2
Вагон был переполнен, но в проходе люди все еще двигались, проталкиваемые вперед теми, кому удавалось взобраться с подножки в тамбур. Егор Павлович старался держать раненую руку как можно выше, подпирая ее здоровой, которая угнетала его болью не меньше, чем раненая. Анна Тихоновна, спиной вплотную к нему, стала опорой его локтям. Она жадно отыскивала глазами кого бы попросить, чтобы дали ему сесть.
Женщины с детьми на руках лепились друг к другу по скамьям и на полу. С верхних полок свешивались пыльные босые и обутые ноги ребятишек, теснившихся, как на нашестах куры. Несмотря на давку, все словно бы примирились, стихли, и только снаружи отчаяннее доносились голоса потерявших надежду попасть в поезд.
Кто-то снизу потолкал Егора Павловича. Он тяжело наклонил голову. На самом краю скамейки примостился толстяк-актер.
- Думал, я один кавалер на весь вагон, - сказал он горестно-шутливо, - ан старикам и впрямь у нас почет. Жив, оказывается?
Анна Тихоновна попробовала сдержать собой Цветухина под напором людей.

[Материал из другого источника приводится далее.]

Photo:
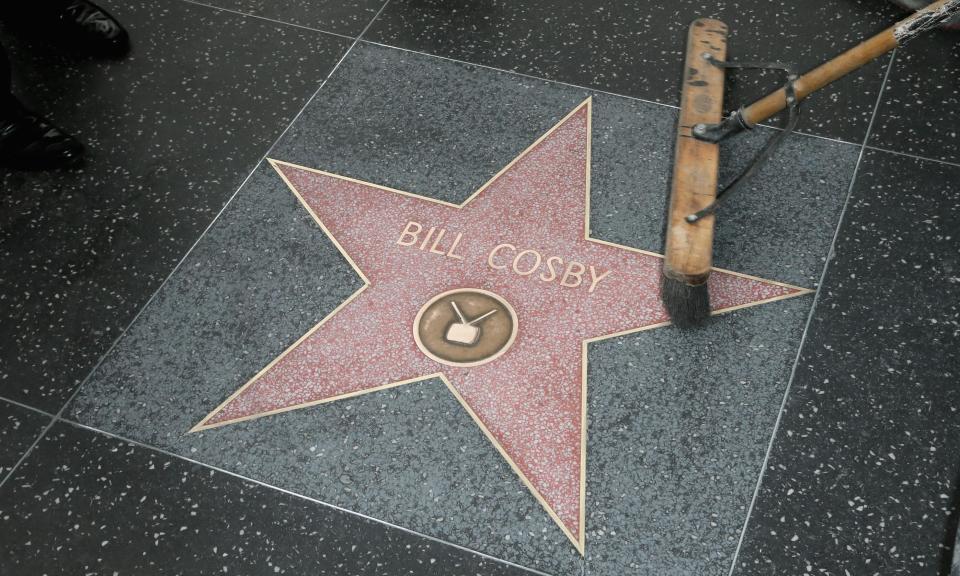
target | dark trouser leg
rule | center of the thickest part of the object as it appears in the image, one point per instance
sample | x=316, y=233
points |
x=5, y=95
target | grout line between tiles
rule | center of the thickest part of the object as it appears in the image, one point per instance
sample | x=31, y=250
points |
x=914, y=156
x=560, y=82
x=297, y=495
x=806, y=329
x=273, y=20
x=59, y=415
x=587, y=88
x=27, y=406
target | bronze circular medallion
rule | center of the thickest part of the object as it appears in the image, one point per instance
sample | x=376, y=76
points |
x=465, y=327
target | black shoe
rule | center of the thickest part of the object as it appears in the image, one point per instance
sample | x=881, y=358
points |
x=29, y=142
x=91, y=29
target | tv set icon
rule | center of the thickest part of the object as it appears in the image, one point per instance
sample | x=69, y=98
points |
x=464, y=333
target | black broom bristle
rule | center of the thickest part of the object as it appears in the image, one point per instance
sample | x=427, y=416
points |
x=688, y=305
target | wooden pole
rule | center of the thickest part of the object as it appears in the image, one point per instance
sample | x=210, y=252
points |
x=852, y=59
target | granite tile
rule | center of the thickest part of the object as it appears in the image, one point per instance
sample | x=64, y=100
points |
x=919, y=111
x=86, y=503
x=347, y=18
x=679, y=426
x=171, y=132
x=862, y=478
x=19, y=428
x=637, y=48
x=265, y=274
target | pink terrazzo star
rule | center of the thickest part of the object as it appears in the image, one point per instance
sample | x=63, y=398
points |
x=566, y=288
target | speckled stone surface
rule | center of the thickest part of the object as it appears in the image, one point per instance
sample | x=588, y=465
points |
x=920, y=111
x=171, y=133
x=637, y=48
x=348, y=18
x=85, y=503
x=19, y=428
x=863, y=475
x=265, y=274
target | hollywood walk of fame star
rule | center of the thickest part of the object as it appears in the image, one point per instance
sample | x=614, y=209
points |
x=498, y=296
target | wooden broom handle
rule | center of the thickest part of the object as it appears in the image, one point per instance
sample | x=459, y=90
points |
x=853, y=59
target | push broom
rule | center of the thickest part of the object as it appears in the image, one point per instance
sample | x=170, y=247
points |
x=693, y=197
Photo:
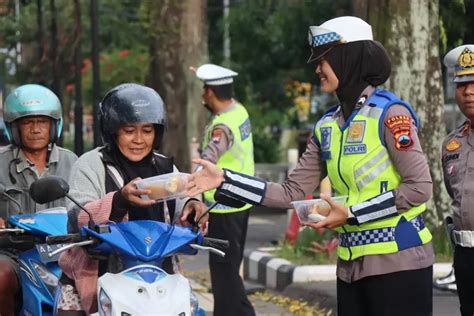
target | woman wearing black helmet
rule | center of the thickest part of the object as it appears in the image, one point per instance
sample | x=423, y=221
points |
x=369, y=148
x=132, y=121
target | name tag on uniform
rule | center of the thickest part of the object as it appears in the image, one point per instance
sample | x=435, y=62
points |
x=245, y=129
x=356, y=132
x=355, y=149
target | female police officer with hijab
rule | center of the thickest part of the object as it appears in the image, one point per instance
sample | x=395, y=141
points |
x=369, y=148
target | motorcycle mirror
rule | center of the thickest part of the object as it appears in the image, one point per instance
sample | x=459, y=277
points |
x=51, y=188
x=3, y=192
x=48, y=189
x=227, y=200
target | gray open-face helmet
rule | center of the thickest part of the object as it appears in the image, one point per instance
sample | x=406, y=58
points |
x=32, y=100
x=131, y=103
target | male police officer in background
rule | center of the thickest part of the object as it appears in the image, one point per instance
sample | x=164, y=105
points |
x=227, y=143
x=458, y=170
x=33, y=120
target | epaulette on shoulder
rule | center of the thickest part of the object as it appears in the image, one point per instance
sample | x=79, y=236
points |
x=382, y=98
x=331, y=111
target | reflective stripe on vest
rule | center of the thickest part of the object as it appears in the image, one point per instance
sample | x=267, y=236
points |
x=239, y=157
x=358, y=165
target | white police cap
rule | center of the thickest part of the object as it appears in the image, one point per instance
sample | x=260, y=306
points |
x=344, y=29
x=462, y=59
x=214, y=75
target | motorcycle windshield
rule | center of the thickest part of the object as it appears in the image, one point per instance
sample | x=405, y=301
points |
x=144, y=239
x=41, y=224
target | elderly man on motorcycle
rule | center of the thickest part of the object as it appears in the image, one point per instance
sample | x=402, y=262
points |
x=33, y=119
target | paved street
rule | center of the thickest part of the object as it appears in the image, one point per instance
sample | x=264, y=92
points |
x=265, y=229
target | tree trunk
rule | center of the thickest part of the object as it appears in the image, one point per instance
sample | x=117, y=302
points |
x=409, y=31
x=179, y=40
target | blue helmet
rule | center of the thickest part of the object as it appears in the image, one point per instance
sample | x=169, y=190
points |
x=32, y=100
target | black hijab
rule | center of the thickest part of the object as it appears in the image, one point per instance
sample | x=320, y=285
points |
x=357, y=65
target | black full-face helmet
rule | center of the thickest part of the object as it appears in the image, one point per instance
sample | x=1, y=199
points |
x=131, y=103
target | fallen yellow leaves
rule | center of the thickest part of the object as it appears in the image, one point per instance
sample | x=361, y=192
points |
x=296, y=307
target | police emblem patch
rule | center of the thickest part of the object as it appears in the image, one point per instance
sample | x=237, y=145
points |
x=325, y=138
x=245, y=129
x=356, y=132
x=450, y=170
x=355, y=149
x=400, y=127
x=453, y=145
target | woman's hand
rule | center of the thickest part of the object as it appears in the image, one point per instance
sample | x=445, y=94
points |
x=131, y=193
x=337, y=215
x=209, y=177
x=197, y=208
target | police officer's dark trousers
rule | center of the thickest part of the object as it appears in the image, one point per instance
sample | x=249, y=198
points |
x=407, y=293
x=464, y=271
x=227, y=285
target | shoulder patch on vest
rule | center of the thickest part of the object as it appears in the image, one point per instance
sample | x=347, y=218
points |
x=325, y=138
x=400, y=127
x=356, y=131
x=453, y=145
x=355, y=149
x=245, y=129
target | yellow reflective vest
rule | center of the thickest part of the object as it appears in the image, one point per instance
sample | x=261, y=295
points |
x=239, y=157
x=359, y=166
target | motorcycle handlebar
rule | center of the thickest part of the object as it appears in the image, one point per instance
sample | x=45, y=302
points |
x=215, y=243
x=63, y=239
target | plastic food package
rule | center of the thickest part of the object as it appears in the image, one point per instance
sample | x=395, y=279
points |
x=313, y=210
x=164, y=187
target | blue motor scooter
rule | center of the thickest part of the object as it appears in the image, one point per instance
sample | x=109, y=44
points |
x=141, y=287
x=39, y=271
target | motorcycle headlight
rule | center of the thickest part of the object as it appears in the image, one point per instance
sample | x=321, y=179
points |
x=46, y=276
x=194, y=304
x=105, y=304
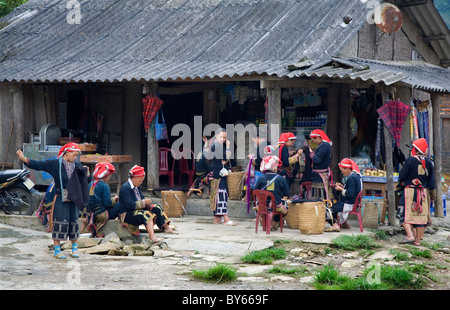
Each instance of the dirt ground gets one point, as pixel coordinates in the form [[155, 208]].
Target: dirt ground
[[27, 264]]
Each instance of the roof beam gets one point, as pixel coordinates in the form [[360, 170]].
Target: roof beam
[[435, 37], [412, 3]]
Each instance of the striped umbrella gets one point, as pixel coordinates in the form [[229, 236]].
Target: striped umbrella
[[394, 114], [151, 105]]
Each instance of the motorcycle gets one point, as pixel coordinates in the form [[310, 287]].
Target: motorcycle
[[15, 195]]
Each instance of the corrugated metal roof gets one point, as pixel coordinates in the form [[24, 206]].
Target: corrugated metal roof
[[417, 74], [433, 27], [126, 40]]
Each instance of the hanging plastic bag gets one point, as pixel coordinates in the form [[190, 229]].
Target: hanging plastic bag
[[161, 128]]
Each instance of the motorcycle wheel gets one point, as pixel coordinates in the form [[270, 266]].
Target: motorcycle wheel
[[23, 202]]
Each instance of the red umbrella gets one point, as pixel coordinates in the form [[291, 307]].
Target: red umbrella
[[394, 114], [151, 106]]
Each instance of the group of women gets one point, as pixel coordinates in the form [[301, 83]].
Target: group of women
[[71, 194]]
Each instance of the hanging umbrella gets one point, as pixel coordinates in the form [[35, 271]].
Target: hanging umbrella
[[151, 105], [394, 114]]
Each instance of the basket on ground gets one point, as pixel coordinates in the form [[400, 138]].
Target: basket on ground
[[174, 203], [235, 185]]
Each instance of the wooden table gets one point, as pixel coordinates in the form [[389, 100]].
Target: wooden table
[[92, 160], [377, 185]]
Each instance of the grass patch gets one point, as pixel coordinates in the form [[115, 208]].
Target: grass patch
[[420, 253], [353, 242], [264, 257], [379, 234], [284, 270], [375, 278], [219, 273]]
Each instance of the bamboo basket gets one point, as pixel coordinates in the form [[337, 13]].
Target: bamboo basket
[[174, 203], [311, 217], [291, 218], [235, 185]]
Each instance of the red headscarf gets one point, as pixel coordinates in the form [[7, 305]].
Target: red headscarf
[[137, 171], [69, 147], [269, 163], [285, 136], [103, 169], [320, 133], [350, 164], [420, 146]]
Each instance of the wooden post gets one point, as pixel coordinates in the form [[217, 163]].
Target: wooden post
[[152, 155], [437, 151], [344, 122], [333, 125], [389, 167], [274, 110]]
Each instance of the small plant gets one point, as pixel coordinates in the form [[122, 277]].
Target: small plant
[[283, 269], [264, 257], [219, 273], [380, 234], [329, 276], [353, 242], [419, 253], [399, 257]]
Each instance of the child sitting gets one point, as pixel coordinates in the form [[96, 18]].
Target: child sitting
[[274, 183]]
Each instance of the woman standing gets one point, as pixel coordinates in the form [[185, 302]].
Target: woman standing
[[417, 178], [321, 159], [220, 154], [71, 194]]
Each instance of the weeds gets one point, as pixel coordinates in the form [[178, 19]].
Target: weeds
[[264, 257], [351, 243], [283, 269], [219, 273], [386, 278]]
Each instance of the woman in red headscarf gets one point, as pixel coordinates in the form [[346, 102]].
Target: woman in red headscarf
[[321, 159], [101, 206], [286, 165], [348, 194], [71, 196], [136, 210], [416, 178]]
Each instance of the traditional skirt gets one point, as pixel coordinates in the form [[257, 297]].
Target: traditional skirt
[[219, 196], [414, 206]]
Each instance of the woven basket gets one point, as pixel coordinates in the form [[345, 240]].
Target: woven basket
[[235, 185], [311, 217], [292, 216], [174, 203], [371, 210]]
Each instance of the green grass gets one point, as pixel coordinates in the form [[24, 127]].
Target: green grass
[[353, 242], [386, 278], [219, 273], [264, 257], [284, 270]]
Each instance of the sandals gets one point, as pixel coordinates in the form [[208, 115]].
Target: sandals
[[60, 256], [156, 240], [230, 223], [332, 229], [171, 231]]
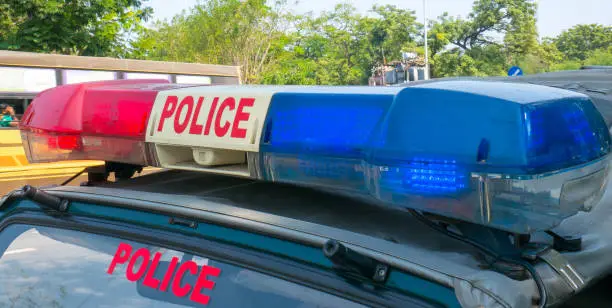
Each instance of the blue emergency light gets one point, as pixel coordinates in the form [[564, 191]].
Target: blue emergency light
[[517, 157]]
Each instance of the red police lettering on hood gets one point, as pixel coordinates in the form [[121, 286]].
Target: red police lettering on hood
[[174, 274], [185, 114]]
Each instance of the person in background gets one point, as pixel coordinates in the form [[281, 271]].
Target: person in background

- Поступитесь местечком для раненого! - нежданно-жалостным позывом протянула она, оглядывая женщин.
Старуха, устроившаяся на полу с беленькой девочкой, погладила ее успокаивающе по острому голому плечику, кивнула актеру:
- Ты, батюшка кавалер, встал бы. Наместо тебя, я чай, двое усядутся.
Вагон дрогнул от сильного толчка, в проходе люди отвалились назад, Анна Тихоновна толкнула Цветухина, он очутился на коленях актера. Где-то прокричали громко - "поехали", слово повторилось едва ль не всеми устами, и с ним будто слабый свет облегченья скользнул по измученным лицам. Старуха начала креститься, бормотать молитву.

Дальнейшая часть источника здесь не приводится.